Nel romanzo Tomasi adotta sia la tecnica del narratore onnisciente, sia quella
a focalizzazione interna: riguardo
a quest'ultima, si può notare che assume frequentemente il punto di
vista del principe e spesso in questi casi ne condivide anche la
visione del mondo. Lo si può constatare in
alcuni punti chiave del romanzo: quando Tancredi dà, all 'inizio,
la sua valutazione politica dei "nuovi tempi", dando così anche
l'elementare spiegazione della sua adesione ad essi, esprime una posizione
che il protagonista come l'autore giudica valida e vincente per un periodo
non brevissimo.
Quando Tumeo prevede la caduta della famiglia Salina, pur facendo una indovinata
pessimistica previsione, rimane, secondo la voce narrante, un "pietoso
burattino", perchè ignora l'inevitabile. Anche qui, le valutazioni
del principe sono concordanti con quelle del narratore: l'arroccamento sui
dogmi dell'antico regime è un atteggiamento inconcepibile.
In altri casi invece il narratore, che dimostra di saperne di più
dei suoi personaggi, esprime la sua visione delle cose direttamente e
l'identificazione narratore - principe di Salina non funziona più.
Durante il colloquio tra il principe e Don Ciccio Tumeo, in un passaggio
il narratore si distingue nettamente dal personaggio, ponendosi interprete
del pensiero dell'autore: "Don Fabrizio non poteva saperlo allora, ma una
parte della neghittosità, dell'acquiscenza per la quale durante i
decenni seguenti si doveva vituperare la gente del Mezzogiorno, ebbe la propria
origine nello stupido annullamento della prima espressione di libertà
che a questo popolo si era mai presentata" (pag.139).

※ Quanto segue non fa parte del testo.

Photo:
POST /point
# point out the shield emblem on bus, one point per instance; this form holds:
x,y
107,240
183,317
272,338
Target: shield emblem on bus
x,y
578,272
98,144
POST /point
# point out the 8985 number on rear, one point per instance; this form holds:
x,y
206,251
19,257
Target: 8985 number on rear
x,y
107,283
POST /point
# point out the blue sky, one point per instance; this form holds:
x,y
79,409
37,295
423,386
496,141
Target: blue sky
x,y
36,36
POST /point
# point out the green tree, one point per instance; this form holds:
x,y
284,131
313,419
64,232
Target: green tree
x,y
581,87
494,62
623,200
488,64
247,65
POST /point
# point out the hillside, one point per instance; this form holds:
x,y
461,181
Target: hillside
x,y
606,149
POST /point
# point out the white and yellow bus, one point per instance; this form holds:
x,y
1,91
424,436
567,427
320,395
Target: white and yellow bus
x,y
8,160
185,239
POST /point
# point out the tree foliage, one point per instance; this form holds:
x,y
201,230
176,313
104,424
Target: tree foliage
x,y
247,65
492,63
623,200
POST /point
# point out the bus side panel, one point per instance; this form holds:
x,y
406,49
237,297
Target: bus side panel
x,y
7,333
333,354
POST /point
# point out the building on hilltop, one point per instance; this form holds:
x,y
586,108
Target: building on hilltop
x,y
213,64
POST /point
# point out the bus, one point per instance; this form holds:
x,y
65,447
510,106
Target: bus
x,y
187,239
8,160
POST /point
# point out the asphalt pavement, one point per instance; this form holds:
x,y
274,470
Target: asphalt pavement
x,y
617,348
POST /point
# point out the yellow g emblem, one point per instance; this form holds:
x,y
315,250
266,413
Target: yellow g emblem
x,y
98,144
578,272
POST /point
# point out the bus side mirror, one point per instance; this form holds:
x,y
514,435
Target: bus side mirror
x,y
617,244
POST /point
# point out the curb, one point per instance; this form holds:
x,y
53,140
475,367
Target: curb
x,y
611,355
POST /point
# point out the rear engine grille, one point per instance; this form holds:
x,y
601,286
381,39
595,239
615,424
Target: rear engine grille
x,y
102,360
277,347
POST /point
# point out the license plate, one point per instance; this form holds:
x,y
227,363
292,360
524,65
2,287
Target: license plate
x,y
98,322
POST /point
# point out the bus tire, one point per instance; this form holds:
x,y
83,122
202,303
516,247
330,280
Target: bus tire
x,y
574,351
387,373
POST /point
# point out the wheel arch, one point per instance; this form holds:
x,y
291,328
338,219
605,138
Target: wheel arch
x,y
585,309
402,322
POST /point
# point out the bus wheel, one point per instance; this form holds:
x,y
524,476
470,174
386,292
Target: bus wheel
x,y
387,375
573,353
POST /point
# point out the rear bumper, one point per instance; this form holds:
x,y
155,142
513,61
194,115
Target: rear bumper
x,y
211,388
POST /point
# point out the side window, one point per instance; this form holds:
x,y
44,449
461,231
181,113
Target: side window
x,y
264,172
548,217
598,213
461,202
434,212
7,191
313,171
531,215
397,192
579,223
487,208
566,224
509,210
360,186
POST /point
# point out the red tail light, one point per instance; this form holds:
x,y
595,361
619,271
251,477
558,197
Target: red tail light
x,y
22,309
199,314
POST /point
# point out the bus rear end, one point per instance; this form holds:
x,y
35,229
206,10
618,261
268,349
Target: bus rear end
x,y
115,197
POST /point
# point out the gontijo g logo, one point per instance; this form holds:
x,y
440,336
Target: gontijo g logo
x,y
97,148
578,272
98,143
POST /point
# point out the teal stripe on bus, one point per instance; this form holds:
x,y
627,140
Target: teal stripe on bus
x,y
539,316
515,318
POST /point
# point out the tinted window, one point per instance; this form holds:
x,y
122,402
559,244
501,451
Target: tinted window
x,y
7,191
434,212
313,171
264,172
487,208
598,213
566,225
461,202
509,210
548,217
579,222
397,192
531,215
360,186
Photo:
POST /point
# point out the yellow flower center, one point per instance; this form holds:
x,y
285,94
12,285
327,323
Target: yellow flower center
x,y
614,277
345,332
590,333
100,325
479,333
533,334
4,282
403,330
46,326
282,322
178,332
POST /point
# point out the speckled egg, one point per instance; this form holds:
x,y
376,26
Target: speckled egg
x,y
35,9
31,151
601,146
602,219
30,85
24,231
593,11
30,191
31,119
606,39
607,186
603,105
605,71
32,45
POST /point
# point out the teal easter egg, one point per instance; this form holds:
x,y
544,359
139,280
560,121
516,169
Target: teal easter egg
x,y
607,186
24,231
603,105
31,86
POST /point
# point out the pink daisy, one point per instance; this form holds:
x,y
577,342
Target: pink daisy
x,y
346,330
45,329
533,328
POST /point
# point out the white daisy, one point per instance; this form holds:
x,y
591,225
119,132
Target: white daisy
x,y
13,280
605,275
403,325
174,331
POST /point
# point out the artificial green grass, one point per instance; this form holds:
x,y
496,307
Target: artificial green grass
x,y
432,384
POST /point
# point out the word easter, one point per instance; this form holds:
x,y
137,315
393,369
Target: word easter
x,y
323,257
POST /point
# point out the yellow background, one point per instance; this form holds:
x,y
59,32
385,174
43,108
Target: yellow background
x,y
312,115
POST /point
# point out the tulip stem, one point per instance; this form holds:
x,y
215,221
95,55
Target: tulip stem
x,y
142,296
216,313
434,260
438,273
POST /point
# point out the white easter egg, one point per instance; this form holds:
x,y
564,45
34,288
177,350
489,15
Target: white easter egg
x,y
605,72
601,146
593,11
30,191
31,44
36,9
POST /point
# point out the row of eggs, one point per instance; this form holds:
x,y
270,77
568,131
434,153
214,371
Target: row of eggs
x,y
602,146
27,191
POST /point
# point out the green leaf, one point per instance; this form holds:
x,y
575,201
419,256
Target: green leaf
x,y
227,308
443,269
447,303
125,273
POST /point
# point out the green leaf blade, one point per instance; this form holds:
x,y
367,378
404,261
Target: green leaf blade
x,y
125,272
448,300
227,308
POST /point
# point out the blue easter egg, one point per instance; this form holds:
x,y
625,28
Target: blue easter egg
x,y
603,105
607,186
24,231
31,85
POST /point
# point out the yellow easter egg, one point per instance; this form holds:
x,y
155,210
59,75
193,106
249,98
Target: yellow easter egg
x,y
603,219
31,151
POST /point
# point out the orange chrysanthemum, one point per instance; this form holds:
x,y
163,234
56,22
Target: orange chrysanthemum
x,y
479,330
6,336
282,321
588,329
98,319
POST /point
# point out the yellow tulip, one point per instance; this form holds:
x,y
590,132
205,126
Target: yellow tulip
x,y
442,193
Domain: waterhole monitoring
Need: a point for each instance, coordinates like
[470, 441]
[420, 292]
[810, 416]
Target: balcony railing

Nell'ultima parte, dopo la morte del principe, il pensiero di Tomasi è
di volta in volta prestato a questo o a quel personaggio o allo stesso narratore.
Un tratto fondamentale che distingue l'ideologia del narratore da quella del principe è proprio il non-determinismo. Accanto all'episodio già citato del colloquio tra il principe e Ciccio Tumeo, possiamo considerare anche la storia di Concetta, e ci accorgiamo che su di essa incidono atteggiamenti e situazioni che se fossero stati diversi avrebbero consentito una diversa soluzione dei fatti: la realtà quindi appare, sia pure sotto l'angolatura di una piccola storia, come il risultato d'una serie di forze umane, sulle quali molto possono l'accidentalità e il caso e nulla è scritto a priori: crederlo può far comodo ma non è così.
L'ideologia del Principe di Salina si definisce nel corso del romanzo attraverso una serie di confronti con gli atteggiamenti espressi da altri personaggi.
IL PRINCIPE E L'IDEA MONARCHICA
Nel contrasto con le posizioni reazionarie del cognato Màlvica secondo il quale l'ordine sociale è un ordine conforme alle leggi della natura e di Dio, basato sulla proprietà e garantito dalla monarchia e dalla Chiesa, il principe ritiene che l'istituzione monarchica sia una opportunità storica, che garantisce la distinzione nobiliare e misura la sua efficacia sul modo in cui viene condotta e realizzata[footnote 1].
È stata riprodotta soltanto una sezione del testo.